Ukiran di pintu itu tampak seperti pola biologis kompleks, menyerupai tahapan mitosis dan meiosis yang biasa mereka pelajari di sekolah—proses pembelahan sel yang berperan dalam pertumbuhan dan reproduksi. Lingkaran-lingkaran kecil, garis-garis bercabang, serta pola simetris memenuhi permukaan pintu bercahaya itu, memancarkan cahaya lembut yang berubah-ubah intensitasnya.
Angga melirik ke arah Zunaira yang berdiri di sampingnya. “Lo bisa ini, kan, Nai?” suaranya terdengar pelan tapi penuh harapan. Bukan karena dia tak bisa, tapi dia sedang rentan yang membuatnya sulit berkonsentrasi.
Zunaira mengangguk tanpa ragu. “Gue coba,” jawabnya singkat, matanya sudah terpaku pada pola rumit di pintu itu. Dia sedikit maju, mendekati permukaan pintu bercahaya tersebut. Tangannya terulur, mengusap pelan ukiran-ukiran itu, meskipun cahaya yang dipancarkan sesekali terlalu terang, membuat matanya menyipit dan sulit fokus.

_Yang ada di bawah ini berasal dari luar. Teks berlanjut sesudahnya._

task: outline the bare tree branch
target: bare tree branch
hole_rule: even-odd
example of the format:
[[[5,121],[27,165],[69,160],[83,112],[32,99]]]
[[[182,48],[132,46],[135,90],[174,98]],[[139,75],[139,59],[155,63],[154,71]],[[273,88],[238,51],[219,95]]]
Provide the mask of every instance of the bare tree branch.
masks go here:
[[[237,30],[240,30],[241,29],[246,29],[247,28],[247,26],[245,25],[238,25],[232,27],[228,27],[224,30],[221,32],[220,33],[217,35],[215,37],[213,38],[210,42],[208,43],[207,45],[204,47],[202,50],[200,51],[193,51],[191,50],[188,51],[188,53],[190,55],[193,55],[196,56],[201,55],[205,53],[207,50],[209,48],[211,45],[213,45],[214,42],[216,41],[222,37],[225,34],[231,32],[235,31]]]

Zunaira mulai meraba satu per satu pola yang familiar. Dalam pikirannya, dia memvisualisasikan kembali pelajaran tentang mitosis dan meiosis, mencoba mengingat urutan-urutan penting yang mungkin menjadi kunci untuk membuka pintu ini. Setiap detail terlintas di benaknya dengan jelas, seolah-olah dia sedang membaca ulang buku pelajaran yang pernah disentuhnya.
“Ini kayak tahapan pembelahan sel,” gumam Zunaira, lebih kepada dirinya sendiri. “Tapi… ada yang nggak pas.”
Daniel, yang berdiri di belakangnya, mendekat. “Maksud lo?”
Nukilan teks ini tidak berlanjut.